China’s first storage stock: Changxin Memory — how should we look at it?


Simple analysis: This is likely the company in China’s semiconductor sector that is easiest to have “price hikes” completely overshadow.
Many people look at it and their first reaction is: storage chip price hikes, AI driving demand, and domestic substitution.
But what’s truly worth studying isn’t how much the price has risen this round—it’s that China finally has a company capable of scaling DRAM manufacturing.
DRAM is a core component that mobile phones, computers, servers, and AI infrastructure all rely on.
For years, this market has been dominated by Samsung, SK hynix, and Micron. Even if domestic firms have design capabilities, it’s still hard to fill the gap in wafer manufacturing and process mass production.
Changxin’s value lies here:
It’s not just making memory sticks—it participates in DRAM R&D, design, and wafer fabrication. This part burns money, burns time, and also burns yield.
Equipment can be bought, materials can be sourced, but process experience and customer qualification require repeated accumulation.
Once Changxin gets its capacity, yield, and product iteration running smoothly, the significance won’t be merely adding another chip company—it means China’s domestic storage industry has its own manufacturing platform.
Financial data also shows a clear inflection point:
In 2025, revenue has already reached about 61.8 billion yuan, and it achieved attributable-parent-company profitability for the first time; in 2026 Q1, profit further surged.
But within this, there are both the release of scale effects and the cyclical factor of DRAM price increases.

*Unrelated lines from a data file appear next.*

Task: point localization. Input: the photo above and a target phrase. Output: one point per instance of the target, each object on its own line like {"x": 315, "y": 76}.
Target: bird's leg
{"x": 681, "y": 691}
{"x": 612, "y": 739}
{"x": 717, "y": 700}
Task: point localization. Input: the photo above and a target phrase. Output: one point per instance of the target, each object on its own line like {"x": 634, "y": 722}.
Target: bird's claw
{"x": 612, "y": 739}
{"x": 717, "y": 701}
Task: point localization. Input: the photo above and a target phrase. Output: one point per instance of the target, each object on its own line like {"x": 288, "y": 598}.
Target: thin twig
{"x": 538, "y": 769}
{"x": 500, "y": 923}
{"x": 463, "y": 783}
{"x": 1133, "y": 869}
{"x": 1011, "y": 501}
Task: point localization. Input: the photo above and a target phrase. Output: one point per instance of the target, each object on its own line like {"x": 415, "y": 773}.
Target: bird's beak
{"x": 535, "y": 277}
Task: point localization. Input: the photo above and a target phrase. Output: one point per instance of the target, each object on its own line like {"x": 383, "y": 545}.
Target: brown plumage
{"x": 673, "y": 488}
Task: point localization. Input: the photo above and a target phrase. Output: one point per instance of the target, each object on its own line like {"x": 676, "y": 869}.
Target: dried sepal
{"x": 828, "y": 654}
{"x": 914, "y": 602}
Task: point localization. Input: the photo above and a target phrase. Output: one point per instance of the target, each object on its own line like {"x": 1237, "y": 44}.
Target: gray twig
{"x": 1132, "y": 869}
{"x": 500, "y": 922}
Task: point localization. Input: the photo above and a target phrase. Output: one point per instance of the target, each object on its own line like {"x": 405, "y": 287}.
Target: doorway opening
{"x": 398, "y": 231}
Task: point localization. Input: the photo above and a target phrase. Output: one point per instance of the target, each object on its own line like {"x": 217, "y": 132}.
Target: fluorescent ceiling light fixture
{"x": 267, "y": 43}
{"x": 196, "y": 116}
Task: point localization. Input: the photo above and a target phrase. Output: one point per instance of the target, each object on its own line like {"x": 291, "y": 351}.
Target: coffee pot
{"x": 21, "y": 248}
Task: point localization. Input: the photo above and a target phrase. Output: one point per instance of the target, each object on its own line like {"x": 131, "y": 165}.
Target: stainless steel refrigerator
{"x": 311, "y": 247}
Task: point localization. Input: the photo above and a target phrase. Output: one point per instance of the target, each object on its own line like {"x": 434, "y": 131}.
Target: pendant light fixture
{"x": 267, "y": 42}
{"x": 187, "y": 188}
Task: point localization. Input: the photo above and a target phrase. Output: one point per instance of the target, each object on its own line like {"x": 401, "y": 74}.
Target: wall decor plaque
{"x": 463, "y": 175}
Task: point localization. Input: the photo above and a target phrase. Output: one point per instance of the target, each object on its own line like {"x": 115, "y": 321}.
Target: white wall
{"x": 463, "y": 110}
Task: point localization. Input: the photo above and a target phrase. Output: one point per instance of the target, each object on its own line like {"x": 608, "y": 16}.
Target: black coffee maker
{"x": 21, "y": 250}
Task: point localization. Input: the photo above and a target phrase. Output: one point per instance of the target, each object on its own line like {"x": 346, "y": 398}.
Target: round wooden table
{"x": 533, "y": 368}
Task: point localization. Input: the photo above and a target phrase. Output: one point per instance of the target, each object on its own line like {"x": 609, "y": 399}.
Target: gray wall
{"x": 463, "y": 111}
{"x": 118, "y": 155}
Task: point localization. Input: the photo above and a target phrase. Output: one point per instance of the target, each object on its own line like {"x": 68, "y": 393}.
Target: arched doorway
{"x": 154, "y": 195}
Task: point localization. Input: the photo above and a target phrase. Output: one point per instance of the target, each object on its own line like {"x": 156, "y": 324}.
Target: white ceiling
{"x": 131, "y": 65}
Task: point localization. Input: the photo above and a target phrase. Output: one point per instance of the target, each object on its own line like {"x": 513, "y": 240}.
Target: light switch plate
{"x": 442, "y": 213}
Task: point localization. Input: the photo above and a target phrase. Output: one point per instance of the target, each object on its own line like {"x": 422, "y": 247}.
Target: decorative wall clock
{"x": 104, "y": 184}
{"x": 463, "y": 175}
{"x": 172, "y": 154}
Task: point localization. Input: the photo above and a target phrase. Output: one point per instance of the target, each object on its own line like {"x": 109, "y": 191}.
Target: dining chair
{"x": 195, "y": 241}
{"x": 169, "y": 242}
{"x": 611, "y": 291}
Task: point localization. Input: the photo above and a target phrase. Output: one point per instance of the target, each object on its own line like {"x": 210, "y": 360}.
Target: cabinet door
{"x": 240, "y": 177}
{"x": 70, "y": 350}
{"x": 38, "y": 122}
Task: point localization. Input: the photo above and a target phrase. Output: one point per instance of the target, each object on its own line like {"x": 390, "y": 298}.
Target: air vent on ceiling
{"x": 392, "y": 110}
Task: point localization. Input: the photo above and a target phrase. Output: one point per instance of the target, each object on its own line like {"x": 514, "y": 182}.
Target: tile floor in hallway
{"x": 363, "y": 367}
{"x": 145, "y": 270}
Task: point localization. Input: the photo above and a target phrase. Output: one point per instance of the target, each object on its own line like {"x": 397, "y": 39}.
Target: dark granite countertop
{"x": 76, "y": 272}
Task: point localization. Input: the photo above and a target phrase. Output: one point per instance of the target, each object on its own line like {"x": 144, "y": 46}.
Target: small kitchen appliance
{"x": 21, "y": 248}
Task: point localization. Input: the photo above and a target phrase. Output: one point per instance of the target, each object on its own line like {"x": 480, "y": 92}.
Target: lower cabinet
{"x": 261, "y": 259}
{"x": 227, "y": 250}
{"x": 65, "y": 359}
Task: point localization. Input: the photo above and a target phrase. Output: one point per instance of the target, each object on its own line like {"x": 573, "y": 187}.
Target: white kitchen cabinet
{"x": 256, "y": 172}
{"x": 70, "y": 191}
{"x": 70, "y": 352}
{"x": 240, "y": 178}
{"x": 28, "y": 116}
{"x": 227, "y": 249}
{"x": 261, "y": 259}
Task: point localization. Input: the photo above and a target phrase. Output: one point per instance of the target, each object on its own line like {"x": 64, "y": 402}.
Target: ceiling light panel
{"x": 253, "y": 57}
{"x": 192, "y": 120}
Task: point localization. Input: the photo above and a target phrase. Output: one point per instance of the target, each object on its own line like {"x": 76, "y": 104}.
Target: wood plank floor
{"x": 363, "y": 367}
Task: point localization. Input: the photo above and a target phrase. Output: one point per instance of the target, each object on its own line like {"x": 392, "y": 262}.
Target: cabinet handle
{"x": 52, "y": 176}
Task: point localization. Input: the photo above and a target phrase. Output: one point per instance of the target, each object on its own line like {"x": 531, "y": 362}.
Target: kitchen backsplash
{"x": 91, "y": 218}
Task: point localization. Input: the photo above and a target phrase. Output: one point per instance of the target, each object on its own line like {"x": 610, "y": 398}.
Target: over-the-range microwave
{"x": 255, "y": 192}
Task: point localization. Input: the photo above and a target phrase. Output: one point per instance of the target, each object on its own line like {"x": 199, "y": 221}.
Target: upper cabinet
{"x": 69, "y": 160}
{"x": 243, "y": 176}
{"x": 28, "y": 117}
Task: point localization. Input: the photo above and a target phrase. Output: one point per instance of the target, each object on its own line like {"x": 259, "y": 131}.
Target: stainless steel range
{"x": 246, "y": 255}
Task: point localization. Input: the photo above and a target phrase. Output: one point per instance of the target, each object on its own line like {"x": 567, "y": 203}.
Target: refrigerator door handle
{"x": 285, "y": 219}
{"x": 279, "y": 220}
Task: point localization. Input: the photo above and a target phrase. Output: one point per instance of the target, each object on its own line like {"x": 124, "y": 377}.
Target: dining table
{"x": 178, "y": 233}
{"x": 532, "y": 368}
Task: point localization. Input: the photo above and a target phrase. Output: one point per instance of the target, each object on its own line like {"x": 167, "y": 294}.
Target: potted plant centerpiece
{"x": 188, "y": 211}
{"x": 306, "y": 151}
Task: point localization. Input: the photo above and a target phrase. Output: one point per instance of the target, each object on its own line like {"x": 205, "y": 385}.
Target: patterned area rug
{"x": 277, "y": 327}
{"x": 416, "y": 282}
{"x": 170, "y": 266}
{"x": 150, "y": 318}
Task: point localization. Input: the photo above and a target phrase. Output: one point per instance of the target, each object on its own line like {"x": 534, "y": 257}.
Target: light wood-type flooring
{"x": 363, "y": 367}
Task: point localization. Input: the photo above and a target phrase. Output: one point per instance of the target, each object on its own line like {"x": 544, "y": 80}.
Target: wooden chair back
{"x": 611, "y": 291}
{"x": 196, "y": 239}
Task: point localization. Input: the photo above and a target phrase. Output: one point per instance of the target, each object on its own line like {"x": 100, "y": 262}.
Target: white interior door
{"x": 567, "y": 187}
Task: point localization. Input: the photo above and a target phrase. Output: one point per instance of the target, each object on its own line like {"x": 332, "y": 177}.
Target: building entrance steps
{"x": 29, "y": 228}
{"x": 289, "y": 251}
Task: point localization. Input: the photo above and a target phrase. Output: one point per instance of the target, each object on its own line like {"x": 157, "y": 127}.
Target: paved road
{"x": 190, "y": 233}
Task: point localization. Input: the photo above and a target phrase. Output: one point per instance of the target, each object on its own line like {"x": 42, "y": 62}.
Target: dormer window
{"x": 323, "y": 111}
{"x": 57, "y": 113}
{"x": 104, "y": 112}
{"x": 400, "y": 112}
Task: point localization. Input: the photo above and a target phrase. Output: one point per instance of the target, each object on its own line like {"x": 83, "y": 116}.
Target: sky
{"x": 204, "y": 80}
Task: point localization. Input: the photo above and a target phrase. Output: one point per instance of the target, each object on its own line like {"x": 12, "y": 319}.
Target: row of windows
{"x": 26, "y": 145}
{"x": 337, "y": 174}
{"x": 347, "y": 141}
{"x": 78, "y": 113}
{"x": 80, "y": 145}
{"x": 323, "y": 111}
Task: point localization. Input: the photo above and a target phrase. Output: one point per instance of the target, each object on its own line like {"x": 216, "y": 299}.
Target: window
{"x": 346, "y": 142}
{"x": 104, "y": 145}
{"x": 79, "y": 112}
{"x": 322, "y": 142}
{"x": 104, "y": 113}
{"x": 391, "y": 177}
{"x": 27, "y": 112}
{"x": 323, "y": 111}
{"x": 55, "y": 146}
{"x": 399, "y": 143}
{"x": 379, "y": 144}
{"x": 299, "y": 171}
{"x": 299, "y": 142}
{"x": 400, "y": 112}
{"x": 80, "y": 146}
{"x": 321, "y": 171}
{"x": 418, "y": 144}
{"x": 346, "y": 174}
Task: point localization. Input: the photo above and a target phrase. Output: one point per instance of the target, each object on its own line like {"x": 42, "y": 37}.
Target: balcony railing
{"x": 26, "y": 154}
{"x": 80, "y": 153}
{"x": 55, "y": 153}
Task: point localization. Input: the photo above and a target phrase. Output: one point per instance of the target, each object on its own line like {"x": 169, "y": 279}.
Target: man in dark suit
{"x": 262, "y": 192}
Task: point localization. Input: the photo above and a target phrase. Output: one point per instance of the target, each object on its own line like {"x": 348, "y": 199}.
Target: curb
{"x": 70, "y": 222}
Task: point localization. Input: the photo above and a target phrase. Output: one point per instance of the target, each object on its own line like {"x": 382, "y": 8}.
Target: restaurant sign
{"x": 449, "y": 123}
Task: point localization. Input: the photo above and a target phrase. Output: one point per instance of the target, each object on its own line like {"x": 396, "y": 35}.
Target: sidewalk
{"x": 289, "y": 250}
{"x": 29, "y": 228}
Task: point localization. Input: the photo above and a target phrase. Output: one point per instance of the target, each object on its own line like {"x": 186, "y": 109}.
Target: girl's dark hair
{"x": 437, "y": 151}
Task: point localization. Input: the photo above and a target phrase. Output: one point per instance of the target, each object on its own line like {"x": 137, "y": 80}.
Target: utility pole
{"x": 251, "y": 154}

So, what Changxin is most worth watching isn’t how much it can earn during a high-enthusiasm period, but how much profit it can preserve after storage prices fall.
If DDR5, server memory, and high-end storage products continue to ramp up in volume, Changxin has a chance to grow from a “domestic substitution flag” into a DRAM manufacturer that is truly globally competitive.
However, if the industry collectively expands capacity, AI demand cools, or product yields and customer qualifications miss expectations, today’s impressive profits could also shrink quickly.
This company is worth studying long-term, but you can’t just look at the price-hike story. The real answer will only appear after it goes through a full storage cycle.
How much do you think its market cap can reach? Is it currently overvalued?